Push forward or Pause and Reflect
You have a goal and hit an obstacle. What is your best plan of attack?
Before you go on the offensive, pause and reflect on the following four elements that may affect your desired outcome. With this information in hand, you are better equipped to better determine your best plan forward.
Does your personality help you or hurt you in this situation?
What is your natural tendency? Stop and think about this? How we behave in any given situation has an impact on the results. Are you naturally assertive or more inquisitive? Do you like to talk or are you a great listener? Do you strive for perfection, like logic, or guide your behavior by a set of core principles? Are you gritty? Do you find yourself verbally aggressive, or just persistent? Do you believe you smarter and therefore mostly right? Is power important to you? How about kindness. And what, if anything, changes when you are placed under stress?
How important is this goal?
If it is of low importance, ask yourself if it is worth the push or might there be a better strategy in the pause and reflect? On the flip side, if it is of high significance, review your answers around your personality. With goals that are important, we tend to amplify our dominant behaviors. By understanding your personality, this allows you to read and respond according to the situation. If you are more aggressive, is that behavior going to help or hurt the situation? If you are more passive, how is that going to help you overcome the obstacle in front of you? Sometimes, in certain situations, we need to dial up a behavior that is not easy or natural. Aggressive may need to step back and passive may need to step up.
What assumptions am I making about the obstacles I face?
Expertise and experience can become a blind spot. When we hit an obstacle, our attention sharpens. Our first instinct can be to rely on our past experiences and the expertise we have built. While incredibly important, this can get in the way of looking at something from a new or different perspective. By pausing, you are stepping outside of your embedded response, getting curious on other ways to think about the issue, exploring your assumptions, or asking yourself what you may not know or may need to learn.

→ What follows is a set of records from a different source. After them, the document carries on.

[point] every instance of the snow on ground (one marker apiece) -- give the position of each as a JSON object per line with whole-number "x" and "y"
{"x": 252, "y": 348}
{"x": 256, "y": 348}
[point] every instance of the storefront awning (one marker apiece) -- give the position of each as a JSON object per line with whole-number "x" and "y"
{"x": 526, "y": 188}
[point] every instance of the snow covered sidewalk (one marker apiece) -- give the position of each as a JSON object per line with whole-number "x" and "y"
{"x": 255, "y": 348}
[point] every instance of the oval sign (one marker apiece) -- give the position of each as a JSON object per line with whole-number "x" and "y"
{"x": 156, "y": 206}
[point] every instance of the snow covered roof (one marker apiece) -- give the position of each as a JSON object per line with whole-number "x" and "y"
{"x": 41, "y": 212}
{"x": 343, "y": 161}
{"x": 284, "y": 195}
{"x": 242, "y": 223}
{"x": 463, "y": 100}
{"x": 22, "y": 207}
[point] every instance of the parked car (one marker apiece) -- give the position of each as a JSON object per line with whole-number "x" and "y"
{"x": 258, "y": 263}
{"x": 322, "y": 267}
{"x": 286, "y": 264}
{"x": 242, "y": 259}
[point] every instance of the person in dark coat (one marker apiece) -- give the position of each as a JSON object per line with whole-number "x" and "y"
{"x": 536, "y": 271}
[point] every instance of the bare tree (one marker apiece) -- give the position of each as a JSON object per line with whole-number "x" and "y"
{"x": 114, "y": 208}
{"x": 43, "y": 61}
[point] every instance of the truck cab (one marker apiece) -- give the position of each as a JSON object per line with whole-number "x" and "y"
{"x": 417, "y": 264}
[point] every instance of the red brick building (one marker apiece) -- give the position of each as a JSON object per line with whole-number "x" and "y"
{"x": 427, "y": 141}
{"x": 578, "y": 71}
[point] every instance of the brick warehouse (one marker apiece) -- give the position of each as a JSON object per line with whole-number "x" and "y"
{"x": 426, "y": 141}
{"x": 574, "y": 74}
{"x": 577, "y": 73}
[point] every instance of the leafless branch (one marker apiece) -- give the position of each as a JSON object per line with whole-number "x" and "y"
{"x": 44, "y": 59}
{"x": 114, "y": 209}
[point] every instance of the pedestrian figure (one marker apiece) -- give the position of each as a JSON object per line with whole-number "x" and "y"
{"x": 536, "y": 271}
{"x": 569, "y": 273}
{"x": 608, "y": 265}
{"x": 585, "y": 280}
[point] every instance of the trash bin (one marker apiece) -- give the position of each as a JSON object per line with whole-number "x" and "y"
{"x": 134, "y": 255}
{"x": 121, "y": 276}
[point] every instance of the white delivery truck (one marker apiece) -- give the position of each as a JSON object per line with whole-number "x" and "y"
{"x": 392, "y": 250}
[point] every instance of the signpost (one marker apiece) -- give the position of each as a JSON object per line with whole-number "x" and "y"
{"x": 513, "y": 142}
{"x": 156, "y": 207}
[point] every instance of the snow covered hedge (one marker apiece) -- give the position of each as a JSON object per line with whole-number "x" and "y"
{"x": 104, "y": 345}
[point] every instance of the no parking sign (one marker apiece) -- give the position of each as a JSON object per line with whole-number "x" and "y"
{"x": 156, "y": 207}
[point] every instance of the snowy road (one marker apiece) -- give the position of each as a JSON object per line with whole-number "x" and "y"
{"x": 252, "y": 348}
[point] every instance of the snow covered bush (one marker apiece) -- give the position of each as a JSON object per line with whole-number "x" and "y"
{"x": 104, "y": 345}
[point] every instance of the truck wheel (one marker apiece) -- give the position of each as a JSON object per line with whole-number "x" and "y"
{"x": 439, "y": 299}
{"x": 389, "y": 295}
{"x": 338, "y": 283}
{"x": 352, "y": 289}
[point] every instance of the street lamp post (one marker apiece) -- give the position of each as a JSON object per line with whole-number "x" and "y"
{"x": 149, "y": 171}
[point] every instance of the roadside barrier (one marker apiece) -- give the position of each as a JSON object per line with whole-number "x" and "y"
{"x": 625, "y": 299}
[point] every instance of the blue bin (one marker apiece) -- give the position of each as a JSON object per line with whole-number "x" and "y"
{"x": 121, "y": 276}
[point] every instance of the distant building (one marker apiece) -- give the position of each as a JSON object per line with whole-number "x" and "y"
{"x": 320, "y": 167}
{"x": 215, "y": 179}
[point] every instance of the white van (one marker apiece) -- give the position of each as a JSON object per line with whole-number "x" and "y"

How do your pattens affect the relationships around you and how important is this to you?
Each person comes from a unique place in their thinking and in the way they interact with those around them. Every action that you take will affect the relationships that you consider important. If you tend to jump in and solve the obstacle before others have the chance to try, are you doing a disservice to that person’s growth?
The power of the pause and reflect can help open a solution to the obstacle. While we naturally might want to attack, stepping back to consider our ‘go to’ behaviors, assumptions, relationships and relevancy of the goal provides opportunities to discover the best solution and opens the chance for better long-term results.